As serious sentencing fans perhaps already realize, though any proposal for the death penalty for drug dealers is sure to garner a lot of attention, proposals to expand the reach or application of mandatory minimum sentences are sure to be far more consequential to the day-to-day operation of the federal criminal justice system.

Prior related posts:

March 16, 2018 at 07:42 AM | Permalink


The deceased have a low recidivism rate. Assuming no deterrence effect, kill enough dealers, eventually, there will be fewer drug deaths.

Posted by: David Behar | Mar 16, 2018 11:16:02 AM

But in certain precincts they have excellent voter turnout.

Posted by: Soronel Haetir | Mar 16, 2018 1:03:17 PM

This post brought back all of the death penalty class discussion we had. As we discussed in class, and as this post mentions, use of the death penalty is quite controversial and has several different and complex layers to it. The potential use of the death penalty in cases of drug trafficking/dealing I think will bring about a discussion for this new plan that does not necessarily have much to do with the plan's potential effect or success. For example, I think that the plan's suggested use of the death penalty in certain drug related cases could bring up discussions regarding all the different actors in death penalty cases and how those individuals can impact the cases. Overall, this plan seems to have several areas which will affect federal sentencing in drug-related cases from potentially affecting mandatory minimums to the death sentence in certain cases.
Based on this post, the proposed plan seems to be trying to approach the opioid crisis with a view from both law enforcement and public health sides. The plan appears to suggest stronger law enforcement for the drug traffickers/ dealers while also trying to make the drugs harder to get for drug users.

Posted by: MacKenzie Newberry | Mar 16, 2018 1:29:09 PM

SH. Sad, but still The Laugh of the Day.

Posted by: David Behar | Mar 16, 2018 1:51:57 PM

Mitt Romney will not face the death penalty according to this federal court decision by Judge Kugler. We will have to endure that smooth Harvard Law bullshit longer. They are really stupid, but smooth. Hey. Romney, you stink. The voter rejected you, and put Trump in to reverse the damage to our nation by Obama, another Harvard Law dirt bag. All that school teaches is big government tyranny. Even conservatives end up blowing up the size of government.
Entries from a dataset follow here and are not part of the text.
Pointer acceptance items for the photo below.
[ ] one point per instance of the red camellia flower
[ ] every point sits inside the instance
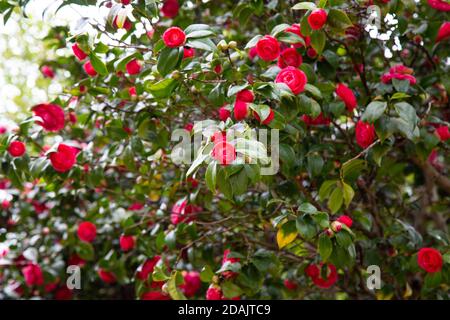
(317, 19)
(183, 212)
(63, 293)
(155, 295)
(399, 72)
(443, 133)
(224, 113)
(311, 53)
(174, 37)
(268, 48)
(188, 52)
(346, 95)
(16, 148)
(267, 120)
(444, 32)
(440, 5)
(346, 220)
(290, 57)
(316, 274)
(245, 95)
(133, 67)
(75, 260)
(214, 293)
(295, 28)
(218, 68)
(52, 116)
(252, 53)
(223, 151)
(294, 78)
(64, 158)
(227, 259)
(126, 24)
(430, 260)
(89, 69)
(87, 231)
(132, 91)
(33, 275)
(126, 242)
(192, 283)
(47, 72)
(365, 134)
(107, 276)
(290, 285)
(170, 8)
(240, 110)
(317, 121)
(80, 54)
(147, 268)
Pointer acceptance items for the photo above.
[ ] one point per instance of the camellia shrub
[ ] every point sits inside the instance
(149, 177)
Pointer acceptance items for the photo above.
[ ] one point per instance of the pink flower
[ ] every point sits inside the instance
(52, 116)
(87, 231)
(47, 72)
(80, 54)
(64, 158)
(192, 283)
(174, 37)
(365, 134)
(289, 57)
(33, 275)
(443, 133)
(170, 8)
(440, 5)
(317, 19)
(294, 78)
(268, 48)
(346, 95)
Posted by: David Behar | Mar 16, 2018 4:49:16 PM

The death penatly for drug dealers (not associated with a resulting death of a user) would no doubt run into constitutional problems.

See Kennedy v. Louisina (2008) ("a death sentence for one who raped but did not kill a child, and who did not intend to assist another in killing the child, is unconstitutional under the Eighth and Fourteenth Amendments."). The Court pointed to the danger in laws such as Louisiana's, which allowed the death penalty where no murder was committed: "When the law punishes by death, it risks its own sudden descent into brutality, transgressing the constitutional commitment to decency and restraint."

Posted by: Michael R. Levine | Mar 16, 2018 5:38:50 PM

Kennedy v. Louisiana also said:

"Our concern here is limited to crimes against individual persons. We do not address, for example, crimes defining and punishing treason, espionage, terrorism, and drug kingpin activity, which are offenses against the State. As it relates to crimes against individuals, though, the death penalty should not be expanded to instances where the victim’s life was not taken."

The inclusion of "drug kingpin activity" here seems somewhat artificial -- how exactly is that specifically an "offense against the State" in unclear to me, but does leave open that the Federal Death Penalty Act (1994) as to drug kingpins is somehow constitutional. What is required to fit this category also is an open question, I guess.

Posted by: Joe | Mar 16, 2018 6:50:48 PM

The Supreme Court is in defiance of Article I Section 1. All its judicial reviews may be ignored by the federal government and by the states. The Court is breaking the law by making the law.